The researchers found rates of adverse incidents to be significantly higher among opioid users who were also taking benzodiazepines.

"Much of the dose-dependent effect of opioids on respiratory depression and overdose mortality is largely possibly explained by co-prescribed benzodiazepines," Dr. Dasgupta said.

"This is not shocking to clinicians. We know about this risk, and it's not shocking to drug users on the street — they know about it as well, but in the studies being often cited to move public policy, this stratification hasn't been done and I think that's an important thing to keep in mind as we go forward."

"The Road to Hell…"

The public policy involving opioid restrictions is already well under way in some states, however, and, without a full, clear comprehension of the true benefits and risks of such interventions, "there can be unintended consequences," said panel member Stephen J. Ziegler, PhD, JD, an attorney.

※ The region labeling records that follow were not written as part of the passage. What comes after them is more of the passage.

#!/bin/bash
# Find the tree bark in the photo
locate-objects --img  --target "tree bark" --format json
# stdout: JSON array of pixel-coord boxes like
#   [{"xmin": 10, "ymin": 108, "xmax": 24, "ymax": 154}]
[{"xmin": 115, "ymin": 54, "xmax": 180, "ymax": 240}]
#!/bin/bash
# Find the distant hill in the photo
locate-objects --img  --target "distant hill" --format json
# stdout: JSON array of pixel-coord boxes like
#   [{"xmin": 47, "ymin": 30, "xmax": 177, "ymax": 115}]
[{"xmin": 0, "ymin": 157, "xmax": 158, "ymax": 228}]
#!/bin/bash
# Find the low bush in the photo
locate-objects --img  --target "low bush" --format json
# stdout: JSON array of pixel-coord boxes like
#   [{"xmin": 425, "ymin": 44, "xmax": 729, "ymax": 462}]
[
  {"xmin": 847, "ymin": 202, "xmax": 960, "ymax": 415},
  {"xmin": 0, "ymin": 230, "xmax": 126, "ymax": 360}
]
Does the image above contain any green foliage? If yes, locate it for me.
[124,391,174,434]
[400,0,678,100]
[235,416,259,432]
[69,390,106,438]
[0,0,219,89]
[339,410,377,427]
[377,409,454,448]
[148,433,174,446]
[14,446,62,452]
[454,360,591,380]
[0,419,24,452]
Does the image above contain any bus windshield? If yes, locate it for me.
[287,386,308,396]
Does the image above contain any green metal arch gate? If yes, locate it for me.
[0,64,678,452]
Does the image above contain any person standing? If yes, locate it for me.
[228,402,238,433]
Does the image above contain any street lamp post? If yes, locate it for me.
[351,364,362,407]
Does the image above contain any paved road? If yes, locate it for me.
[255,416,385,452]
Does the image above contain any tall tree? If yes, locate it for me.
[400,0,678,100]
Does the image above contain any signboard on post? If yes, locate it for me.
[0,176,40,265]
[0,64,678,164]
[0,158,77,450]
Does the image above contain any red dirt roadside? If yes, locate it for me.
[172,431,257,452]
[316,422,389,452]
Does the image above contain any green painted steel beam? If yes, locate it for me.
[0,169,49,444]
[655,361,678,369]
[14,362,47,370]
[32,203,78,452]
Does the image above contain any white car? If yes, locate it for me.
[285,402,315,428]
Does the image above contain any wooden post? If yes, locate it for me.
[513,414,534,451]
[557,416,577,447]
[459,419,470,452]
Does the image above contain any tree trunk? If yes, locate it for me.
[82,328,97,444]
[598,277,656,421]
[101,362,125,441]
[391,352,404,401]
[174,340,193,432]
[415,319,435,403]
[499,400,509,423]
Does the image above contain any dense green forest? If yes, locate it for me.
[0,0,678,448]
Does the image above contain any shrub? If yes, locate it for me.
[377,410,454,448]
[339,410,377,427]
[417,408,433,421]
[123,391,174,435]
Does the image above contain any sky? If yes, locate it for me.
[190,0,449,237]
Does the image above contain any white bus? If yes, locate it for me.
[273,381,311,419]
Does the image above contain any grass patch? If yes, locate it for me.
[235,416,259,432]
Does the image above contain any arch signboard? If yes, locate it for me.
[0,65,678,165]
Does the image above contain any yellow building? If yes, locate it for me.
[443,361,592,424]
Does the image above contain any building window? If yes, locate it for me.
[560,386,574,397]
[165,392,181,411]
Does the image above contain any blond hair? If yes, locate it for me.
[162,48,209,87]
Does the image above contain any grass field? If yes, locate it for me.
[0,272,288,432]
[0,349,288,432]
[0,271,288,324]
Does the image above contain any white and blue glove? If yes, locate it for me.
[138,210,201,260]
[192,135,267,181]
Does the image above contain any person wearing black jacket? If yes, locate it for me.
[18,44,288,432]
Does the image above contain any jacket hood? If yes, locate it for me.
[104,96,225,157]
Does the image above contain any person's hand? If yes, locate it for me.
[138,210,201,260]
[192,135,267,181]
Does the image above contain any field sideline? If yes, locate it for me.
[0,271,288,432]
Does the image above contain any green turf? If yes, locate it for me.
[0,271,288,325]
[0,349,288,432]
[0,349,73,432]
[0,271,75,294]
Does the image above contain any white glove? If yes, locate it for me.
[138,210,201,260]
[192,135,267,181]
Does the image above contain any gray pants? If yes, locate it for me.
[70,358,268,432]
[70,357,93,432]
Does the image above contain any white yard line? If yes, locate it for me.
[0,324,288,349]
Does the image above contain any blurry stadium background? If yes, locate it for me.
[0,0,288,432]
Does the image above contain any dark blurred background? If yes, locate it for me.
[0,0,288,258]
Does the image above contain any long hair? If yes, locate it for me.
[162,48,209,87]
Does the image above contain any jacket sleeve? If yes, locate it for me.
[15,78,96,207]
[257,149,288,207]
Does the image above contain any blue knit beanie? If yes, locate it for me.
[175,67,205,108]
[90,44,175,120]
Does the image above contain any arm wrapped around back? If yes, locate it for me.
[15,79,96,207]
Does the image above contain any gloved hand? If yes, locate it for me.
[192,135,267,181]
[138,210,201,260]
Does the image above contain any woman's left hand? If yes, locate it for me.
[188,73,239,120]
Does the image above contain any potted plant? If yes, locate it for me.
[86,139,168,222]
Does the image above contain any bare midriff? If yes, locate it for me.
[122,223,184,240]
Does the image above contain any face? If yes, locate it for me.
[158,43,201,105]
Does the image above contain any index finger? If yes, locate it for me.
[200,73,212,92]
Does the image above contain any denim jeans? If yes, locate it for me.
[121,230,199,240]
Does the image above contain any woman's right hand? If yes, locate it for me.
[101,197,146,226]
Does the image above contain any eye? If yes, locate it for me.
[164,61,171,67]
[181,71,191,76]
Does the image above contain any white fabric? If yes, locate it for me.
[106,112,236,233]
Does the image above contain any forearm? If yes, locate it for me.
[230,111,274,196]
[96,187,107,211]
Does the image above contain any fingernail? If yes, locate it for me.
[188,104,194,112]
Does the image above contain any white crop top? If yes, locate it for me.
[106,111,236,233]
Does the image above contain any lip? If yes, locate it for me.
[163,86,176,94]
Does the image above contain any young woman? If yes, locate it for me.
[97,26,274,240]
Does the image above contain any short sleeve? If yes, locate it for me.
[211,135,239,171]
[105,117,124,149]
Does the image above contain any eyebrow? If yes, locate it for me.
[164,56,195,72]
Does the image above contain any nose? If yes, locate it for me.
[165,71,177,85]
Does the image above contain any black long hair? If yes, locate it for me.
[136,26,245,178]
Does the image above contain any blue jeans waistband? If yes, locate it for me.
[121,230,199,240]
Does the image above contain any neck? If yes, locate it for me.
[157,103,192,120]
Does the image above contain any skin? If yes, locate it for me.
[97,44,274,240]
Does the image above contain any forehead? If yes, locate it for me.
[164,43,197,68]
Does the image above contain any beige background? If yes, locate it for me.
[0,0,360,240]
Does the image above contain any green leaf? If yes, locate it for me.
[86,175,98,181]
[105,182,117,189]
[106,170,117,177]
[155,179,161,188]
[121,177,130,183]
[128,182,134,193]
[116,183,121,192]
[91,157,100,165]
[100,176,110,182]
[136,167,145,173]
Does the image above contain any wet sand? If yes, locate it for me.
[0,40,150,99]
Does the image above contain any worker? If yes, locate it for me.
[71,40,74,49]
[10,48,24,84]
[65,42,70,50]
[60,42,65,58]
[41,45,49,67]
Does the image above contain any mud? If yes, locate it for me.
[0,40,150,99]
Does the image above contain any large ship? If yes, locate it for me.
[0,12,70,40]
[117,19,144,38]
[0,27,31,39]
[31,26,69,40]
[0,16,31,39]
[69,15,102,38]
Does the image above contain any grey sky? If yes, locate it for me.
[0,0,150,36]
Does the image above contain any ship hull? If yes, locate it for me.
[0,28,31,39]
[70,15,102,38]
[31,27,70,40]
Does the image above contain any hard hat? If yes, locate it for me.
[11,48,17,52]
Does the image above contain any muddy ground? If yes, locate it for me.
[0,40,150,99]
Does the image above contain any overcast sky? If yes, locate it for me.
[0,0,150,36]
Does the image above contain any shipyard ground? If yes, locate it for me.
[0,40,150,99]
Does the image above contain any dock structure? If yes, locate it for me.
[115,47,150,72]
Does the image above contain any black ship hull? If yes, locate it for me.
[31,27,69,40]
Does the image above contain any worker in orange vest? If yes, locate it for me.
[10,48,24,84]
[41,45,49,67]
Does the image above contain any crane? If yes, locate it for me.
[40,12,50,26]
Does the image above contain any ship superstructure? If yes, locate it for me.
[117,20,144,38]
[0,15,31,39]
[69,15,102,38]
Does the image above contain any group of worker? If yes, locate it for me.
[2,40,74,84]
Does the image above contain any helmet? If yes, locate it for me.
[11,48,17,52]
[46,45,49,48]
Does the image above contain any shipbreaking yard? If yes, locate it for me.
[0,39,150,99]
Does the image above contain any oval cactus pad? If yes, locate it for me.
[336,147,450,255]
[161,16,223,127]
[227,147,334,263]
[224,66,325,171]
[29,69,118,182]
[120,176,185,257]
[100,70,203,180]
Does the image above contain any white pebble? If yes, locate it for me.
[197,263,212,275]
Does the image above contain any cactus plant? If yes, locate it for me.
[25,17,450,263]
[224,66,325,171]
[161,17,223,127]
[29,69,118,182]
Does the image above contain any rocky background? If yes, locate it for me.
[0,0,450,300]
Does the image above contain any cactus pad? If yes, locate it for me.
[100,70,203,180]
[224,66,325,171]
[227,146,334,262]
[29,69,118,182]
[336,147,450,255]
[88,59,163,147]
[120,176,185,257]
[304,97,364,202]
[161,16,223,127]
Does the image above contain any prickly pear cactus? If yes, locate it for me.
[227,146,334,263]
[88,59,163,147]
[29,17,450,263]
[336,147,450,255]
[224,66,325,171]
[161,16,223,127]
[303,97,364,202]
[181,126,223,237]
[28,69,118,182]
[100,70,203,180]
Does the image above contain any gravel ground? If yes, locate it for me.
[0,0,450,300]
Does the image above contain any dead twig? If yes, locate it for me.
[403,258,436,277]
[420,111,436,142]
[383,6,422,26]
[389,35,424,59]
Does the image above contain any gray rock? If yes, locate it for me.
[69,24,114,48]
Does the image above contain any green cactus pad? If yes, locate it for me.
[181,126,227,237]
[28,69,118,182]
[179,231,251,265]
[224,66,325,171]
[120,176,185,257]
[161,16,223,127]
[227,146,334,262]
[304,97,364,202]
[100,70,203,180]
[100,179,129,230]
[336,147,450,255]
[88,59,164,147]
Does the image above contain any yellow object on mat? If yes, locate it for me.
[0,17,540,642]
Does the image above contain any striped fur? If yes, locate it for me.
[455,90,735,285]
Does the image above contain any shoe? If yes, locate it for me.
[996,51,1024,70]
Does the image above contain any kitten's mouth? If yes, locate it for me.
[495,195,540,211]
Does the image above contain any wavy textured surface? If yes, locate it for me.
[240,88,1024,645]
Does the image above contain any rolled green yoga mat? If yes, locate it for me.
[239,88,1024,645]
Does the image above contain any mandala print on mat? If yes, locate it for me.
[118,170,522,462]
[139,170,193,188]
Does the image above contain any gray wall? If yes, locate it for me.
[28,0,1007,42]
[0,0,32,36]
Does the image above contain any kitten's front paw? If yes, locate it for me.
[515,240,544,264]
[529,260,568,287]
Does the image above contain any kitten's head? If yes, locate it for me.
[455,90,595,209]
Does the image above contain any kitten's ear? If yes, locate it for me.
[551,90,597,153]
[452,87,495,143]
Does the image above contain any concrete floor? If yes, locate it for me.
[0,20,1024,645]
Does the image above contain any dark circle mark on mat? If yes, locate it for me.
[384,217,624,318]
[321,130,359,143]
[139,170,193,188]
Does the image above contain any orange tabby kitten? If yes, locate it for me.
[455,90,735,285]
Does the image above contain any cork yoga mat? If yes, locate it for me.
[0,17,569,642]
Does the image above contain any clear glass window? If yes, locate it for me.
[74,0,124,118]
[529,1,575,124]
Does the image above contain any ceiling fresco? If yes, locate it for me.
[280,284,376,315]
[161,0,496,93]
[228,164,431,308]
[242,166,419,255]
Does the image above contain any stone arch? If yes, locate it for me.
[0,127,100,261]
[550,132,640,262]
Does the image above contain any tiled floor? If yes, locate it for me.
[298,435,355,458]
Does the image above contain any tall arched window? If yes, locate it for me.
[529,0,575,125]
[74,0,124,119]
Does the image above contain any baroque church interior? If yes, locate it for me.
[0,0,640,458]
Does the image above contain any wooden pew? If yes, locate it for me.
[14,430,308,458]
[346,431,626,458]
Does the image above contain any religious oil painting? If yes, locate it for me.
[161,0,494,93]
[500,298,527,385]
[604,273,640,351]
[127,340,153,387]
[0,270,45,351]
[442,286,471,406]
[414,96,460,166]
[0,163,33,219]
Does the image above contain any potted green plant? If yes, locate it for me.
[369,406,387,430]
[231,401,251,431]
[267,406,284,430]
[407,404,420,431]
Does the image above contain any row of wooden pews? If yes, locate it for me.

"Because of these two competing health care crises, the government has received a lot of pressure and the media has raised that attention, so they have to do something, but it wasn't until I worked for the government years ago that I truly understood that the road to hell is paved with good intentions," he said.

As an example of a potential problematic restriction, he pointed to restrictions in Washington State. "The intervention in Washington requires that a pain consultation is triggered if a patient reaches 120 mg of morphine equivalent dosage per day."

"One would think that would be good innovation — but there have been concerns expressed, particularly due to the fact that there are already well over 10,000 patients who exceed that dose."

The bottom line is that each patient a clinician treats represents a unique and often complex clinical challenge that simply may not fit the narrow profile defined in a clinical trial, said panelist Charles E. Argoff, MD, a neurologist with the Albany Medical Center in New York.

"You cannot, in my mind, take so-called evidence-based guidelines and apply them to the patient sitting in front of you," Dr. Argoff said.

"It's not valid or evidence-based. By the very notion that in a randomized controlled trial, most of the patients who are included are not the ones you see in your office, so how do you extrapolate?"

"Why do we focus on opioids as the only clinical treatment that we use to take care of somebody? Let's remember that there are many other modalities that we can use, that we should use, and for which there are many lines of evidence to support."

That's not to say refraining from opioids altogether, he added, suggesting a broadened approach that is truly patient-centered.

"Let's be real about combining therapies and stop this dichotomy of pro- or anti-opioid. It's false and it doesn't serve healthcare professionals or patients or society well," he asserted.

"We should be pro-health and make treatment decisions in that context," he added. "We have to learn how to select patients as well as possible for all pain management therapies."

Dr. Ballantyne, Dr. Dasgupta, Dr. Ziegler, and Dr. Carr have disclosed no relevant financial relationships. Dr. Argoff is consultant and/or independent contractor for Collegium Pharmaceutical, Depomed Inc, Endo Pharmaceuticals Inc, Forest Laboratories Inc, Janssen Pharmaceuticals Inc, Lilly USA LLC, and Pfizer Inc. He has received grant/research support for Endo Pharmaceuticals, Forest Laboratories Inc, and Lilly USA LLC and honoraria from Depomed Inc, Endo Pharmaceuticals, Forest Laboratories Inc, and Lilly USA LLC. He is on speakers bureaus for Allergan Inc, Depomed Inc, Endo Pharmaceuticals, and Lilly USA LLC. He is a stock shareholder for Pfizer Inc. Dr. Fudin is a consultant for Practical Pain Management in the development of an online opioid conversion calculator and is on the speaker's bureaus for Janssen Pharmaceuticals and Purdue Pharma.

PAINWeek 2013. Presented September 6, 2013.